Renewable energy development is expanding in southwestern deserts, including in Arizona. Energy developers look to resource management agencies to provide siting guidance on public lands where there might be conflicts with wildlife. Often, agency guidance considers species of conservation concern and economic importance, but information on comprehensive vertebrate biodiversity has been hard to incorporate. In this project, USGS researchers illustrate how biodiversity richness metrics for most vertebrate wildlife that can use an area and for sensitive guilds of wildlife such as bats, raptors, and migratory land birds can be incorporated into renewable energy siting decisions.

Arizona map depicting the number of bat species found across Arizona.

Bats have incurred high mortality in association with wind energy turbines. This image shows the number of species of bats in Arizona. The areas with highest number of species (23 species) are shown in red and the colors range down to the lowest number of species in blue. (Credit: Kathryn Thomas, USGS)

Background & Importance

Conflicts between wildlife and renewable energy facilities and supporting infrastructure have already been documented. Where possible, siting decisions can help minimize the threat of impact to wildlife of conservation concern and can help minimize the risk of damaging existing wildlife populations. In all cases, information during the planning stage on possible wildlife conflicts can help developers and wildlife managers determine what best practices should be implemented to minimize impact to wildlife.

The National Gap Analysis (GAP) program has developed watershed level mapping of vertebrate species habitat. GAP distribution models represent watersheds (12-digit HUC) where vertebrate species are predicted to occur based on their habitat associations. The habitat preferences for each species were extracted from a wildlife habitat relationship database that contained information from primary and published literature. 

We used these data to create biodiversity metrics across the state of Arizona. The biodiversity metrics were the richness of species predicted in 30 m x 30-meter raster cells. Our premises were: 1) vertebrate biodiversity measures can inform renewable energy siting and operations, 2) vertebrate biodiversity measures can augment agency developed guidance for renewable energy development, and 3) GAP vertebrate models can be used to develop measures of vertebrate biodiversity on a landscape scale.

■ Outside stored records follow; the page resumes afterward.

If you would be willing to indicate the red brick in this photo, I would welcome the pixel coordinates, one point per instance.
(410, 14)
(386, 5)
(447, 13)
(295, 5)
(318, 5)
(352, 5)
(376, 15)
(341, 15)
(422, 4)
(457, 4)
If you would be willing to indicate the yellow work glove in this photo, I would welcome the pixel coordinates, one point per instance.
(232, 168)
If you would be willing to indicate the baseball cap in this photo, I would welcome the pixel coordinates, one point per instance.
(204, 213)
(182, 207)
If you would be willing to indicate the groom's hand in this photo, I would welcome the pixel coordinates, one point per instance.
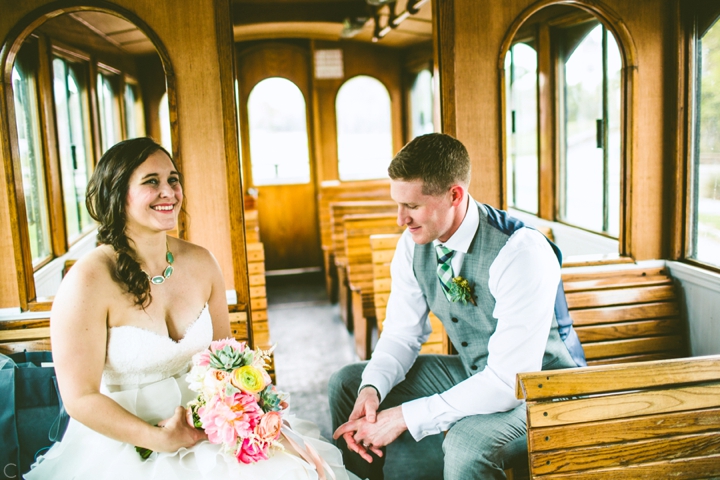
(365, 410)
(366, 405)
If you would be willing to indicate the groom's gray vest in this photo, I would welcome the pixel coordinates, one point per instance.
(470, 327)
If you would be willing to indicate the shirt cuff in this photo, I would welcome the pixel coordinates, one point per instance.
(373, 387)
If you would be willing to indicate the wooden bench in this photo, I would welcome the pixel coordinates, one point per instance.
(650, 420)
(383, 249)
(335, 191)
(625, 314)
(640, 410)
(358, 252)
(338, 212)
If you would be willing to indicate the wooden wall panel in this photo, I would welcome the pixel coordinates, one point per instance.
(189, 32)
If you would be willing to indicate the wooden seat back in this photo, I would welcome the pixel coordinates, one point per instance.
(625, 314)
(383, 249)
(335, 191)
(340, 210)
(651, 420)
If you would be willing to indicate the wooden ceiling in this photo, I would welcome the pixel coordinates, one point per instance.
(266, 19)
(323, 19)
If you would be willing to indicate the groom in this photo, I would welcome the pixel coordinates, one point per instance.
(509, 316)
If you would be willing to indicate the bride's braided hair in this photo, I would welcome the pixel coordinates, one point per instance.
(105, 200)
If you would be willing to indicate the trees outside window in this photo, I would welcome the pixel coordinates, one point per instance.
(704, 238)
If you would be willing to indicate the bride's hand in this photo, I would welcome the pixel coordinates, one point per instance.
(177, 433)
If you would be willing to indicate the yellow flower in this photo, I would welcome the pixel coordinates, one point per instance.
(248, 379)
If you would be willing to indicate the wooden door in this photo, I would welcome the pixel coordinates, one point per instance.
(287, 210)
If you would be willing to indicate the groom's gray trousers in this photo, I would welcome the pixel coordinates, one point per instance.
(476, 447)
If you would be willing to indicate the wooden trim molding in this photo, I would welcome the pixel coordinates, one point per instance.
(444, 64)
(8, 128)
(225, 45)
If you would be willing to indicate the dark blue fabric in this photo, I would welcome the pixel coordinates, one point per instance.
(29, 407)
(507, 224)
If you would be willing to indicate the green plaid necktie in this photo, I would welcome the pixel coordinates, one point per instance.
(445, 273)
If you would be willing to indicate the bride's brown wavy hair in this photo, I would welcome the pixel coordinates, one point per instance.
(105, 200)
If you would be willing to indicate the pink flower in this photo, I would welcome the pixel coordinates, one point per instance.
(251, 452)
(226, 418)
(202, 359)
(220, 344)
(269, 427)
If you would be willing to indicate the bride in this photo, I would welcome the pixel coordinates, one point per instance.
(125, 323)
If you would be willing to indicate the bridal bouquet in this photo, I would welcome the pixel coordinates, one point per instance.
(237, 404)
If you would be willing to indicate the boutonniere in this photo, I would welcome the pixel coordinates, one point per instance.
(461, 289)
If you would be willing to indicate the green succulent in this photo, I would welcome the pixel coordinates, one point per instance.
(462, 290)
(228, 359)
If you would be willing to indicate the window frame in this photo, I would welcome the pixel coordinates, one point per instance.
(72, 55)
(548, 106)
(697, 18)
(561, 137)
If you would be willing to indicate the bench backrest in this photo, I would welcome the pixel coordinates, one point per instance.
(358, 251)
(334, 191)
(340, 210)
(625, 314)
(383, 249)
(658, 419)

Richness metrics were calculated for 511 of the 555 native vertebrate species listed by Arizona Game and Fish Department. The species were also analyzed by lifeform groups – amphibians, reptiles, birds, and mammals – and by functional groups that might be more sensitive to renewable energy development – bats, raptors, and long-distance migratory birds.

General Methods

We obtained 511 National Gap models for vertebrate species representing native terrestrial vertebrate species identified by the Arizona Game and Fish Department (AGFD) as occurring in Arizona. Using these models in ArcMap (ESRI, 10.2) we calculated total biodiversity richness for groups of vertebrate models: 1) all species, 2) by four lifeform groups (amphibians, reptiles, birds, and mammals), and 3) by three sensitive guilds (bats, raptors, and migratory land birds) across Arizona. We created GIS layers of the richness for each of the life forms and impact groups. In a second step we classified these maps by standard deviation categories to identify areas of the highest species richness. We then compared the areas of highest richness to existing guidance for renewable energy developing siting developed by the Arizona Game and Fish Department and by the US Bureau of Land Management.